Onun zenginliği, çaylakları geç, ikinci ve üçüncü yılında olanların çoğundan bile daha yüksek!


Yi Yun’un parlak gülümsemesini gördüklerinde onu yumruklamak istediler, ama ne yazık ki...onu yenemezlerdi.


“Boyutlar arası yüzüğü de unutma…”


Yi Yun, Dört Belalı Lord’dan Şişman’ın yüzüğünü vermediğini görünce onu da vermesi gerektiğini hatırlattı.


Şişman ağzını çarpıttı. Elindeki yeşil boyutlar arası yüzüğüne baktı ve elleri titreyerek onu çıkardı.


Bu yüzük, on ikinci doğum gününde ailesi tarafından verilmiş bir hediyeydi.


Tai Ah Kutsal Krallığı’nda on ikinci, on beşinci ve yirminci doğum günleri bir erkeğin en önemli doğum günleri sayılırdı ve bu günlere ayrıca önem verilirdi.


On iki yaş, bir çocuğun çocuksuluktan kurtulduğu yaştı ve aile büyükleri tarafından armağanlarla kutsanırdı. On beş yaş, bir çocuğun kızlarla ilişkiye girebileceği yaş sayılırdı. Yirmi yaş ise, yetişkin olmanın resmi şartı sayılırdı.


Şişman’ın bu yüzüğü on ikinci yaşında aldığı ve bu kutsama hediyesini vermekte zorlandığı açıktı.
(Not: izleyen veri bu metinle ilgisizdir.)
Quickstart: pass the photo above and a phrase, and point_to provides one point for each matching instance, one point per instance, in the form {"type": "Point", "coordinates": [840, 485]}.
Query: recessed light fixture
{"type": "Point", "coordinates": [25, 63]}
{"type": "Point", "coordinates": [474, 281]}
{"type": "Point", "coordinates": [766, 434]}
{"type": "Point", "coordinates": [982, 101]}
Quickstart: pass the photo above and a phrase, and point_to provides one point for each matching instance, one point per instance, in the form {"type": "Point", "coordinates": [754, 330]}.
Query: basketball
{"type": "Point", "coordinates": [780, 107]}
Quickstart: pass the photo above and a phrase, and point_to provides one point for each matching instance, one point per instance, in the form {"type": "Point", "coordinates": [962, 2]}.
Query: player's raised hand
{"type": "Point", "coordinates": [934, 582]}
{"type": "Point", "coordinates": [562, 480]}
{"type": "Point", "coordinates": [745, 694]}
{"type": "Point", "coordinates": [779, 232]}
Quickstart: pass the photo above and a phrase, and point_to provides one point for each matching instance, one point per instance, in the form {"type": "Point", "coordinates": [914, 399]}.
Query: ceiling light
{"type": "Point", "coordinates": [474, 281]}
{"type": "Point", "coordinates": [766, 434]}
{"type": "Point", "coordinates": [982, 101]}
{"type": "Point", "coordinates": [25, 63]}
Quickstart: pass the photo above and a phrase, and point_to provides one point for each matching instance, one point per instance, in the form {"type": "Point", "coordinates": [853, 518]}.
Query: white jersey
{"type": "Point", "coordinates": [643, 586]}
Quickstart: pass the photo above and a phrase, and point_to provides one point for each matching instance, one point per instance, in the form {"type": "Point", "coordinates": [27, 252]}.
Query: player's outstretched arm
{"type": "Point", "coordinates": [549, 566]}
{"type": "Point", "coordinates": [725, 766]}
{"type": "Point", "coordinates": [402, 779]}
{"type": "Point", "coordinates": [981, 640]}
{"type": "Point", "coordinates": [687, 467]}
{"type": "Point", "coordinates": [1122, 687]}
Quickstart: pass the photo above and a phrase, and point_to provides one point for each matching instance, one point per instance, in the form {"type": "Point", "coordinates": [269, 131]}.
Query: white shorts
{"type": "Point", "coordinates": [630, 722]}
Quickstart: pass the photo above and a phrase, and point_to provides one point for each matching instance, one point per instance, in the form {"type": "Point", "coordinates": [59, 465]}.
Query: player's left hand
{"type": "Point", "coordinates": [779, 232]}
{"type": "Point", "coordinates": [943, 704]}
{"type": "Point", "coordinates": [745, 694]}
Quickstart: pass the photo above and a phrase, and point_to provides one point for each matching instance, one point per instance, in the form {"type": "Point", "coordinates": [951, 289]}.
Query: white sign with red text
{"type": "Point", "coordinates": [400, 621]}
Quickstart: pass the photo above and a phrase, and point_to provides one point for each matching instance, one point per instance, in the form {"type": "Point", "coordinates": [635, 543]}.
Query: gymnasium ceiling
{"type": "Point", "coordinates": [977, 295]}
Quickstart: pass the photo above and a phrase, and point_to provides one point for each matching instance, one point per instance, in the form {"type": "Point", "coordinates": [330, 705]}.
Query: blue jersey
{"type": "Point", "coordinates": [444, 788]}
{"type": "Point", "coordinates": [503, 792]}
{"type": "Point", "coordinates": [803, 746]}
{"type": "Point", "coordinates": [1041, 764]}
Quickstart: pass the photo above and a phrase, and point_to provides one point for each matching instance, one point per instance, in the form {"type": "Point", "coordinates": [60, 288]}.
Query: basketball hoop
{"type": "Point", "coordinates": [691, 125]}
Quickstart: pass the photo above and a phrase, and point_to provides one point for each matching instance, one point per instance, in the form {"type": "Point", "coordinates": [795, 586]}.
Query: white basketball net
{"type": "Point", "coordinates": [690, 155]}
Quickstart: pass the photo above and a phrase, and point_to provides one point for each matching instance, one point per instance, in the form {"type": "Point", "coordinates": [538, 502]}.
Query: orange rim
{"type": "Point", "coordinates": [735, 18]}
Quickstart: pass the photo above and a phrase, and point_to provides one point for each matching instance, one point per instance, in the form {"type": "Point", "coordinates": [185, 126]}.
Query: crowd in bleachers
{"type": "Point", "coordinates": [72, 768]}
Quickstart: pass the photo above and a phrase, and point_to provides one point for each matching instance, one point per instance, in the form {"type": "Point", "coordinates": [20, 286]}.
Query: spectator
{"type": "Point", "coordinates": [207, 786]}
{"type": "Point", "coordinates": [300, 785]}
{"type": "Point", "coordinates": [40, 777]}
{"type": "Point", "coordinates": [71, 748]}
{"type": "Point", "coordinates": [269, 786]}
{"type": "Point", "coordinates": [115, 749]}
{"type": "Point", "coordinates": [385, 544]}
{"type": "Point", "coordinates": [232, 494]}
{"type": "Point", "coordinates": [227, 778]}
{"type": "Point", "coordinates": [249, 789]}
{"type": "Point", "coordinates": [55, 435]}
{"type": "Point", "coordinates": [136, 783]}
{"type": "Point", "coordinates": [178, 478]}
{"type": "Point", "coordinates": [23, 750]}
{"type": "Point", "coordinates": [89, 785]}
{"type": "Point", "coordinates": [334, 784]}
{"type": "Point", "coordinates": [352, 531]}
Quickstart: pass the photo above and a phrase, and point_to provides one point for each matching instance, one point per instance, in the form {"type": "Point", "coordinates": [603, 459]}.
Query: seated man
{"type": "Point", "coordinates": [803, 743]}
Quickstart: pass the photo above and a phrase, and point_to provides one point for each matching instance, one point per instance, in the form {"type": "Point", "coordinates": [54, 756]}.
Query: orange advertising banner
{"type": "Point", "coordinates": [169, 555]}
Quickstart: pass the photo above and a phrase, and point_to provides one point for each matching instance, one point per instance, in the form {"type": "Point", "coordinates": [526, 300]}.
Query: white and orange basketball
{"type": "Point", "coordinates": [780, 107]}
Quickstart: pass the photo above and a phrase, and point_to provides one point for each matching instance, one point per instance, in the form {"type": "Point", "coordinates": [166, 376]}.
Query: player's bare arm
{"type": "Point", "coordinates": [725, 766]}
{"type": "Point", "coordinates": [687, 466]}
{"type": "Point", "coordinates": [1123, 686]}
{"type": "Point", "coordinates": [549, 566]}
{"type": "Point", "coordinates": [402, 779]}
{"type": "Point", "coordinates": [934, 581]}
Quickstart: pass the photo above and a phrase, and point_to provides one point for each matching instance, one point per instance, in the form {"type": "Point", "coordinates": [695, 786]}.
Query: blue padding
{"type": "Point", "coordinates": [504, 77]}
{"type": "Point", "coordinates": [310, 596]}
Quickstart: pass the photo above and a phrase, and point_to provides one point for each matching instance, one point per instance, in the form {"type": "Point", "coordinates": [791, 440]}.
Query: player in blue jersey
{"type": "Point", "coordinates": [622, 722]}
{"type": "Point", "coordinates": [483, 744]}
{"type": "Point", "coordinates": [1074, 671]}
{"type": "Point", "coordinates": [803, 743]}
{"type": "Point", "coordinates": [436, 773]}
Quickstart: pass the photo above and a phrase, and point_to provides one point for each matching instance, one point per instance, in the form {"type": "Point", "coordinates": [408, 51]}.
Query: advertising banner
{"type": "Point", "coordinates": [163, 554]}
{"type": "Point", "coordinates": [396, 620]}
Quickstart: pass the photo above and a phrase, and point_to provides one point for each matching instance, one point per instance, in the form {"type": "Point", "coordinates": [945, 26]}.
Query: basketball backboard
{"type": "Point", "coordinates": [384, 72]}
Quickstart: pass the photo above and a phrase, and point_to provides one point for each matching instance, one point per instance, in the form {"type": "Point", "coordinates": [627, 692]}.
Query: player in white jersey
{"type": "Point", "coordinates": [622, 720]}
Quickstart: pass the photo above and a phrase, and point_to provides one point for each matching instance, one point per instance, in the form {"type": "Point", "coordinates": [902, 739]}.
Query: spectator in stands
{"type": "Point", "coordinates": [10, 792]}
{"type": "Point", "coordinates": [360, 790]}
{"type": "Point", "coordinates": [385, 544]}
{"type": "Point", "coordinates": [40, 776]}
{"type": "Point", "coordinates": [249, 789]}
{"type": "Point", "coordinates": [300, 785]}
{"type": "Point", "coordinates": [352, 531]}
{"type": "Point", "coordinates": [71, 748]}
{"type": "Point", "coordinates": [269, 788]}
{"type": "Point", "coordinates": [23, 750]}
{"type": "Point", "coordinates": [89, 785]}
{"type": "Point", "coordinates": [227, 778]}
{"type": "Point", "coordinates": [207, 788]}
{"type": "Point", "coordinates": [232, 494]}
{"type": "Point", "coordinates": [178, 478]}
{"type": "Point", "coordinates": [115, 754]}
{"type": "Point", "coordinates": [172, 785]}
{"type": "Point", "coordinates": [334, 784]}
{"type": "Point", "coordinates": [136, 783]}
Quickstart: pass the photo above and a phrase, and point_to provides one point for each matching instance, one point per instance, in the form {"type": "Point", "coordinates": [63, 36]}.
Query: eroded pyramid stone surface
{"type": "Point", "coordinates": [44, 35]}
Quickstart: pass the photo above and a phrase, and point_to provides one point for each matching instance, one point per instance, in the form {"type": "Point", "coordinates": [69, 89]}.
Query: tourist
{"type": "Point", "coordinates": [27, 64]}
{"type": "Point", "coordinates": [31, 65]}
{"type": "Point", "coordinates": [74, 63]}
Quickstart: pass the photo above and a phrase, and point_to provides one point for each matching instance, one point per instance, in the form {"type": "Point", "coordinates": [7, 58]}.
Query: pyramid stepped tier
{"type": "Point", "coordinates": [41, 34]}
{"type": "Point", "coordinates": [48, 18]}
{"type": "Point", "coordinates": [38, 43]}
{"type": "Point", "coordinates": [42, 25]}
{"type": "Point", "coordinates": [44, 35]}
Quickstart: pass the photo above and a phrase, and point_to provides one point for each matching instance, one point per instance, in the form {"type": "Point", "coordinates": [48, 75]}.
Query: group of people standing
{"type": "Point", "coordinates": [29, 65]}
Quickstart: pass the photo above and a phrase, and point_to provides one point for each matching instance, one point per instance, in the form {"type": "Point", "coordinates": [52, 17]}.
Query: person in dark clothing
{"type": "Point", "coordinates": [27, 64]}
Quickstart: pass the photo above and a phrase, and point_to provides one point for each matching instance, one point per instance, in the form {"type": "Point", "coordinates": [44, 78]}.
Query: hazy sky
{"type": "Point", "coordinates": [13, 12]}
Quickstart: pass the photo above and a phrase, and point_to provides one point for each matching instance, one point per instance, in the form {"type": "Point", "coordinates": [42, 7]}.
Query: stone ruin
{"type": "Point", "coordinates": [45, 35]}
Aşiretine geri döndüğünde büyükleri bunu öğrenirse onu azarlarlardı.


Ama Tai Ah Kutsal Şehri’nin işleyişi böyleydi. Kurallara göre, kişi yenilgisinin bedelini ödemek zorundaydı.


“Dört...Dört yüzüğü birden mi takacaksın?”


Dört Belalı Lord’dan Cılız huysuz bir şekilde sordu.


“Elbette, hepsini birden takabilirim. Kim yapamayacağımı söylüyor? Bir elime sekiz tane bile takabilirim. İki parmağa dört yüzük takmakta ne var?”


Bunları söyledikten sonra sol elinin orta ve yüzük parmağını kaldırarak ikisine de ikişer tane yüzük geçirdi. Ve gülümsemeye başladı.


Nihayet boyutlar arası yüzüklere sahip olmuştu. Metruk hayvan avlamak için kutsal yabana gittiğinde rahat edecekti.


#60 bitki dağına ise, tekrar gitmeyeceğini düşünüyordu.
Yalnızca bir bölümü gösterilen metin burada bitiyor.